しかしこれがむちゃくちゃ素敵なオペラなのである。
オペラは苦手という人も、割り切って声楽付き管弦楽作品と考えてぜひぜひ聴いてほしい(人形芝居だからオペラとは違うわけだし・・・)。
ドン・キホーテのエピソードによる人形劇。人形劇の中にまた人形劇があったりする。大昔スペインBMGで手に入るということがわかったとき大騒ぎになったが、当初半信半疑だった店主も聴いてみて納得。ファリャの熱い情熱と切ない抒情、しゃれた洒脱さ、アンニュイな諧謔、いろんな要素が詰まった素敵な作品だったのである。

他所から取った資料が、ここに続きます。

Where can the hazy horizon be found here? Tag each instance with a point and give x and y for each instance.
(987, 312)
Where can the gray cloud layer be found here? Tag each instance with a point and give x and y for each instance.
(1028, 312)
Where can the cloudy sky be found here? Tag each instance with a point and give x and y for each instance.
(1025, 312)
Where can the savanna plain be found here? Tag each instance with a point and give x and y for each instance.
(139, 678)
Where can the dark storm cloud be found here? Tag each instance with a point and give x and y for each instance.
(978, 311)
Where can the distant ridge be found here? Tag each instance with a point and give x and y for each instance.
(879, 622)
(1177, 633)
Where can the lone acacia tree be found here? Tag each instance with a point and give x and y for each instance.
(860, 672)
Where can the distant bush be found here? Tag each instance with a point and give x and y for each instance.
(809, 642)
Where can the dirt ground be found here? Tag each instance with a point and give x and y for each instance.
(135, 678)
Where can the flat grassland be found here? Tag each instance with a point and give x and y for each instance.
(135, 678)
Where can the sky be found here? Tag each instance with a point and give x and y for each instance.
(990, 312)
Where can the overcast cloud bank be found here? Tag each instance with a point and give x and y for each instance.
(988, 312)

さらにスペイン古楽や民族音楽など、円熟期のファリャがその技量と知識をがんがんに詰め込んだ作品でもある。そしてヤナーチェクやリヒャルト、プッチーニといった作品を思わせる本格的な内容ももつ。そしてそれらを軽妙に、そしてきっちりと表現するアルヘンタ。
またコンチェルトはバロック楽器の現代復興運動の一環、ということで作られたということだが、冒頭などまるでシンセサイザーによるミニマル音楽。
スペイン風のオケのバックが出てこなければマイケル・ナイマンに聴こえるかも。ランドフスカに献呈されたというが、ずいぶんと過激な作品。かっこいい。
フランスの 名チェンバリスト、ヴェイロン=ラクロワのソロも激しいです。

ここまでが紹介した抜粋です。